Can someone explain to in layman terms what is the difference between these two approachs besides order
A <- data.table(id = letters[1:10], amount = 1:10)
B <- data.table(id = c("c", "d", "e"), comment = c("big", "slow", "nice"))
A <- B[A, on = .(id), mult = 'first']
format(object.size(A),units='b')
A
A <- data.table(id = letters[1:10], amount = 1:10)

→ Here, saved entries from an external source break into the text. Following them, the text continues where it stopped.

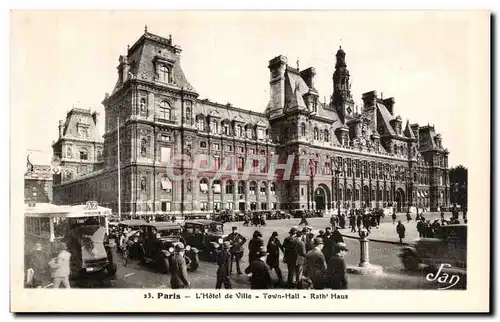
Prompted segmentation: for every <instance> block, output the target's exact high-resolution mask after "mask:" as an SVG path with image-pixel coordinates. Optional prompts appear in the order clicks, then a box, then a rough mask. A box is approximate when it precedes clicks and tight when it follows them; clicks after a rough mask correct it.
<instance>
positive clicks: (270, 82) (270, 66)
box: [267, 55, 287, 114]
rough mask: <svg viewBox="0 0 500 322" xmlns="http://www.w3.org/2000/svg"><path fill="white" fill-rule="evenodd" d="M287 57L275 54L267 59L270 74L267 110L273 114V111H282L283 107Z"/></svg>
mask: <svg viewBox="0 0 500 322" xmlns="http://www.w3.org/2000/svg"><path fill="white" fill-rule="evenodd" d="M286 65H287V59H286V57H285V56H282V55H280V56H276V57H274V58H273V59H271V60H270V61H269V66H268V68H269V71H270V73H271V75H270V80H269V84H270V87H271V88H270V94H271V95H270V100H269V104H268V105H267V110H268V111H269V112H271V114H273V113H272V112H273V111H276V112H278V113H279V112H280V111H281V112H282V111H283V108H284V107H285V71H286Z"/></svg>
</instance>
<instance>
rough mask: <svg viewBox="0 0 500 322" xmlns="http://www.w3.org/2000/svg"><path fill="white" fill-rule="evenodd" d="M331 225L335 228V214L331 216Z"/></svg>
mask: <svg viewBox="0 0 500 322" xmlns="http://www.w3.org/2000/svg"><path fill="white" fill-rule="evenodd" d="M330 226H331V227H332V229H333V228H335V215H332V216H331V217H330Z"/></svg>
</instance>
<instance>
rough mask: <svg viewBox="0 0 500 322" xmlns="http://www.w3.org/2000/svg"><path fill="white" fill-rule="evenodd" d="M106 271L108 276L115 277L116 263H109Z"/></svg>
mask: <svg viewBox="0 0 500 322" xmlns="http://www.w3.org/2000/svg"><path fill="white" fill-rule="evenodd" d="M107 272H108V277H115V276H116V264H115V263H109V264H108V267H107Z"/></svg>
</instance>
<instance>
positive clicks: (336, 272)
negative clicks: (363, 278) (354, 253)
mask: <svg viewBox="0 0 500 322" xmlns="http://www.w3.org/2000/svg"><path fill="white" fill-rule="evenodd" d="M347 251H348V249H347V247H346V245H345V243H337V244H336V245H335V255H333V256H332V257H331V258H330V260H329V261H328V265H327V267H326V273H325V282H326V284H327V285H328V287H329V288H331V289H334V290H339V289H347V272H346V264H345V261H344V255H345V253H346V252H347Z"/></svg>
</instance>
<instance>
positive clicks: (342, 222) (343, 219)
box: [339, 214, 345, 229]
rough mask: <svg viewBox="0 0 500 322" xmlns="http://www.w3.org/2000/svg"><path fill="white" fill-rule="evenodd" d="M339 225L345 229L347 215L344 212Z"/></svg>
mask: <svg viewBox="0 0 500 322" xmlns="http://www.w3.org/2000/svg"><path fill="white" fill-rule="evenodd" d="M339 226H340V228H342V229H345V215H344V214H340V218H339Z"/></svg>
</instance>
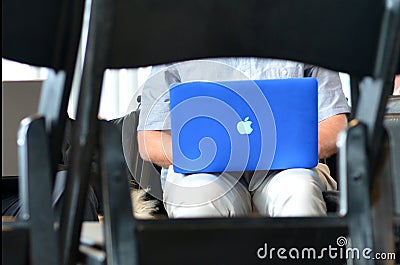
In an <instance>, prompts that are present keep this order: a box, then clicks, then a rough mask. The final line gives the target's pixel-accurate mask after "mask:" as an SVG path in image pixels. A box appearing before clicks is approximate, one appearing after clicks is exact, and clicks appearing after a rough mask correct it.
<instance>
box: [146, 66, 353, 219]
mask: <svg viewBox="0 0 400 265" xmlns="http://www.w3.org/2000/svg"><path fill="white" fill-rule="evenodd" d="M160 69H161V71H160V72H158V73H157V74H155V75H152V76H151V78H150V79H149V80H148V81H147V82H146V83H145V84H144V87H143V93H142V110H141V113H140V120H139V126H138V144H139V152H140V155H141V156H142V158H143V159H144V160H147V161H151V162H152V163H154V164H158V165H160V166H161V167H162V172H161V175H162V176H161V178H162V180H161V182H162V187H163V201H164V205H165V207H166V210H167V212H168V215H169V217H171V218H185V217H228V216H244V215H248V214H251V213H258V214H261V215H263V216H322V215H326V205H325V202H324V199H323V195H322V192H323V191H326V190H335V189H336V182H335V180H334V179H333V178H332V177H331V176H330V173H329V169H328V167H327V166H326V165H324V164H319V165H318V166H317V167H316V168H313V169H306V168H294V169H287V170H270V171H269V172H268V174H267V175H266V176H264V177H263V178H262V179H261V180H260V181H255V182H256V183H257V184H256V185H254V182H252V179H251V177H248V176H247V177H246V174H245V175H244V176H243V177H242V178H241V179H240V180H239V182H237V181H235V179H234V178H232V177H231V176H230V174H229V173H228V174H222V175H218V174H211V173H207V174H206V173H197V174H179V173H176V172H174V170H173V167H172V159H173V158H172V152H171V149H172V146H171V145H172V144H171V136H170V129H171V128H170V120H169V108H170V107H169V94H168V89H169V86H170V85H171V84H172V83H176V82H185V81H191V80H209V81H223V80H239V79H253V80H254V79H277V78H298V77H315V78H317V80H318V84H319V88H318V121H319V132H318V152H319V158H320V159H323V158H326V157H329V156H331V155H332V154H334V153H335V152H336V138H337V135H338V133H339V132H340V131H341V130H342V129H343V128H344V127H345V126H346V124H347V118H346V113H348V112H349V106H348V105H347V102H346V99H345V96H344V94H343V91H342V89H341V82H340V79H339V75H338V73H336V72H332V71H329V70H326V69H322V68H319V67H315V66H312V65H307V64H304V63H298V62H291V61H284V60H273V59H258V58H218V59H208V60H197V61H196V60H195V61H188V62H184V63H180V64H174V65H172V66H170V67H168V68H166V66H159V67H155V68H154V69H153V71H152V73H156V72H157V71H158V70H160ZM205 107H206V106H205ZM185 187H191V188H193V187H198V188H196V189H185Z"/></svg>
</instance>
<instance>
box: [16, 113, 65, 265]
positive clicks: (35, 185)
mask: <svg viewBox="0 0 400 265" xmlns="http://www.w3.org/2000/svg"><path fill="white" fill-rule="evenodd" d="M18 134H19V135H18V145H19V153H18V155H19V163H20V165H19V166H20V189H19V190H20V198H21V201H22V207H21V214H20V216H21V218H22V219H23V220H25V221H26V222H28V226H29V230H30V236H29V238H30V260H31V264H33V265H45V264H48V265H54V264H59V260H60V257H59V251H60V249H59V247H60V245H59V238H58V234H57V232H58V231H56V229H57V227H56V224H55V216H54V212H53V210H52V200H51V195H52V194H51V191H52V190H53V189H52V173H51V172H52V168H51V160H50V155H49V139H48V137H47V134H46V129H45V121H44V118H43V117H40V118H27V119H25V120H23V121H22V125H21V128H20V130H19V132H18Z"/></svg>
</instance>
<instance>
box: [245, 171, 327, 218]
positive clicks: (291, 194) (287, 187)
mask: <svg viewBox="0 0 400 265" xmlns="http://www.w3.org/2000/svg"><path fill="white" fill-rule="evenodd" d="M325 189H326V187H324V184H323V183H322V182H321V181H320V179H319V177H318V173H317V172H316V171H315V170H308V169H290V170H285V171H282V172H280V173H278V174H275V175H274V176H272V177H270V178H269V179H266V180H265V183H263V185H261V186H260V188H259V189H258V190H257V191H256V192H255V194H254V196H253V204H254V206H255V208H256V209H257V210H258V211H259V212H260V213H261V214H265V215H268V216H315V215H325V214H326V205H325V202H324V200H323V197H322V191H323V190H325Z"/></svg>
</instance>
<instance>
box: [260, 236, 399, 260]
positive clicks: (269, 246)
mask: <svg viewBox="0 0 400 265" xmlns="http://www.w3.org/2000/svg"><path fill="white" fill-rule="evenodd" d="M347 243H348V242H347V238H346V237H344V236H340V237H338V238H337V239H336V245H335V246H332V245H328V246H327V247H323V248H321V249H318V250H317V249H316V248H313V247H301V248H300V247H299V248H297V247H292V248H284V247H279V248H277V247H271V246H269V245H268V244H267V243H264V246H262V247H260V248H258V249H257V257H258V258H259V259H282V260H285V259H292V260H302V259H309V260H317V259H327V258H328V259H346V260H350V259H353V260H355V259H357V260H359V259H365V260H370V259H373V260H395V259H396V253H380V252H374V251H373V250H372V249H370V248H364V249H362V250H360V249H357V248H352V247H348V246H346V245H347Z"/></svg>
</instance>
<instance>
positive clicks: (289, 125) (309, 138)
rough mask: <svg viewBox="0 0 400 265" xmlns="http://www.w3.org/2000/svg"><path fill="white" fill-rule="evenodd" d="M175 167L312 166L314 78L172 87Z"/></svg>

B <- data.table(id = c("c", "d", "e"), comment = c("big", "slow", "nice"))
A[, comment := B[A, on=.(id), x.comment, mult = 'first']]
A
format(object.size(A), units = 'b')
I use set
functions quite often in data.table
to update and modify data, but I couldn't understand what is the real advantage of doing it in a join. What happens internally when I join and assign to the same object? Is it the same of modify in place the original data.table
or is it making some copy?
I already read this topic "update by reference" vs shallow copy and data.table
vignettes but I'm still not understanding it.
Edit: I don't know if this is the way to track time of it, but looks like the second approach is a lot more faster than the first one with 10^6
repplications of table A
First approach
Unit: milliseconds
expr min lq mean median uq max neval
A <- B[A, on = .(id), mult = "first"] 856.9123 5120.108 13495.41 9702.625 18861.52 70319.84 100
Second approach
Unit: milliseconds
expr min lq mean median
A[, `:=`(comment, B[A, on = .(id), x.comment, mult = "first"])] 471.6508 612.1226 627.4387 625.0439
uq max neval
641.7865 753.1218 100
If the above is right there is a huge advantage of using the second method. Is it just because the first method is making a copy after the join? How R manages this copies since I'm assigning to the same object?